L'histoire de Selvelnord montre comment on peut préparer des années à l'avance des fermetures d'usine, en gagnant beaucoup d'argent sur la peau des milliers de salariés.
L'HISTOIRE DU BRIGANDAGE PATRONAL
L'histoire commence chez Chausson, filiale commune de PSA et Renault, où les deux groupes faisaient fabriquer l'ensemble de leurs véhicules utilitaires légers à Creil et à Gennevilliers. À partir de 1986, les deux groupes ont préparé leur redéploiement et le démantèlement de leur filiale au mieux pour chacun d'entre eux.
En 1987, PSA commence par fermer son usine de Hordain près de Valenciennes en jetant plus de 2 000 salariés à la rue, dont beaucoup connaîtront, dans cette région sinistrée, le chômage de longue durée, le RMI et la misère. En 1988, cette fermeture réalisée, PSA signe avec Fiat le principe de l'ouverture d'une usine pour construire les véhicules utilitaires légers réalisés jusqu'ici par Chausson. Cette usine sera à... Hordain, sur le site de l'usine qui vient de fermer, et s'appellera Sevelnord.

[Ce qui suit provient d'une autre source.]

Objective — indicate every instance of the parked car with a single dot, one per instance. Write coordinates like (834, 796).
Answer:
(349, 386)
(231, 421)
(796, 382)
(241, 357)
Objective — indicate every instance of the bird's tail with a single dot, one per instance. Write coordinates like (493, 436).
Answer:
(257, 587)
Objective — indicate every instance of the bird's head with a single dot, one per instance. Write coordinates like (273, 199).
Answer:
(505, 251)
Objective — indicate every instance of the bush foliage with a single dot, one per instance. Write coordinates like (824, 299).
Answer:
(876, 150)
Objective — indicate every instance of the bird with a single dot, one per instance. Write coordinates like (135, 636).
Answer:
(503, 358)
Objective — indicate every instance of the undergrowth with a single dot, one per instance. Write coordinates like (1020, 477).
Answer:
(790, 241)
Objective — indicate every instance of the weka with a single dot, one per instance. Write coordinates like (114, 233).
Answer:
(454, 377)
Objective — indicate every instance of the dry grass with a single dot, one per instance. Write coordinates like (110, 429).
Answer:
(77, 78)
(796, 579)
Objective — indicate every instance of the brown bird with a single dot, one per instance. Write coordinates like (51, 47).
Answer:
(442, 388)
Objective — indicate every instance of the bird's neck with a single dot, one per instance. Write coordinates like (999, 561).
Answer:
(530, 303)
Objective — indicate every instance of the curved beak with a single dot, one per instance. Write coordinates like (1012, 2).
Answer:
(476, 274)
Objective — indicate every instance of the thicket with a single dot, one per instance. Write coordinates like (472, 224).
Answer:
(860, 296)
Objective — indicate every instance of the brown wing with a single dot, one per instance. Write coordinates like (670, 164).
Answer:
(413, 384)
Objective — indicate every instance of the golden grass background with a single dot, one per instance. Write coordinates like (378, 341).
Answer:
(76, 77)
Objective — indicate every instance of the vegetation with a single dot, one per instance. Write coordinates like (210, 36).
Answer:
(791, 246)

En 1989, le gouvernement socialiste de Rocard, avec Chérèque (le père de l'autre) comme ministre à l'Aménagement du territoire, signe un accord de financement massif en faveur de PSA pour lui permettre d'ouvrir, en réalité de réouvrir, son usine de Hordain. PSA va ainsi pouvoir reconstruire à neuf son ancienne usine sans bourse délier, avec l'argent de l'État, des collectivités locales, du fonds de réindustrialisation de la sidérurgie, du fonds de réindustrialisation des Charbonnages de France, des fonds de la formation, ainsi que la mise à disposition gracieuse des agents de l'ANPE pour recruter des ouvriers jeunes et à qui on pourra beaucoup demander. Enfin, accessoirement, des fonds de Fiat viennent à la rescousse. L'État mettra aussi dans la corbeille pour Renault, l'autre associé, pour faire part à deux, le refinancement de l'usine de Batilly en Lorraine.
La réouverture de Hordain est annoncée pour 1992, les postes n'étant pas pour les licenciés de 1987 de cette usine. Mais elle va entraîner un véritable désastre social à un peu plus de cent kilomètres de là.
UN DÉSASTRE SOCIAL CONCOCTÉ EN SECRET DES ANNÉES À L'AVANCE
Car cette opération doit entraîner la fermeture de tout Chausson, avec la disparition de plus de 7 000 emplois directs sans compter les milliers d'autres de la sous-traitance. C'est d'abord la fermeture de l'usine de Creil, qui regroupe alors plus de 3 500 salariés, puis celle de Gennevilliers, qui en compte également 3 500, sans compter celle de l'usine de Meudon. PSA mènera cette opération de brigandage jusqu'au bout la main dans la main avec son compère Renault.
Jusqu'au bout, PSA et ses compères jurent qu'ils n'ont aucunement l'intention de fermer Creil et Gennevilliers. Ils louent le professionnalisme et l'efficacité des salariés, ils continuent des investissements, ils font même quelques embauches alors qu'ils ont déjà scellé leur accord de liquidation.
Les syndicats interpelleront les deux actionnaires, déclencheront des procédures juridiques qui révéleront une petite partie, mais pas l'essentiel.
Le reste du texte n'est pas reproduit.